Partying on the Mothership
My good friend and colleague Jesse Blanchard has taken his talents to the mothership, penning not one but two pieces on last night’s game for ESPN’s Daily Dime. First, a look at our biggest offseason acquisition — a healthy Tony Parker:
While the Miami Heat and the New York Knicks grabbed most of the headlines for their roster moves, in the Western Conference the acquisition of the summer has been the Spurs quietly adding an All-Star point guard to the solid mix of Tim Duncan and Manu Ginobili.
Tony Parker, the All-Star version, is a major upgrade over the plantar fasciitis model that hobbled through most of last season, and it makes the Spurs a completely different team. If Duncan is the solid foundation of the team, and Ginobili its best and most valuable player, Parker is the catalyst.

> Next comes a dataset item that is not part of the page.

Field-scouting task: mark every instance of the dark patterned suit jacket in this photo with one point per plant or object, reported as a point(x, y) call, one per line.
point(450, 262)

He follows up by reminding us that there’s a precedent for Duncan’s graceful descent into a secondary offensive role:
It’s a role that would have been incomprehensible just three years ago, but not one Duncan is completely unfamiliar with. After all, he was once on the other end of the same story.
Drafted 10 years after David Robinson, Duncan now finds himself in a transition similar to the one once undertaken by his now-retired fellow twin tower. Still the anchor of a defense for an elite team, Duncan’s role in the offense has increasingly diminished. Now, looking back 10 years, his numbers are eerily similar to Robinson’s at the same point in their careers.
Go. Read. Dance to the sound of a 22-3 record.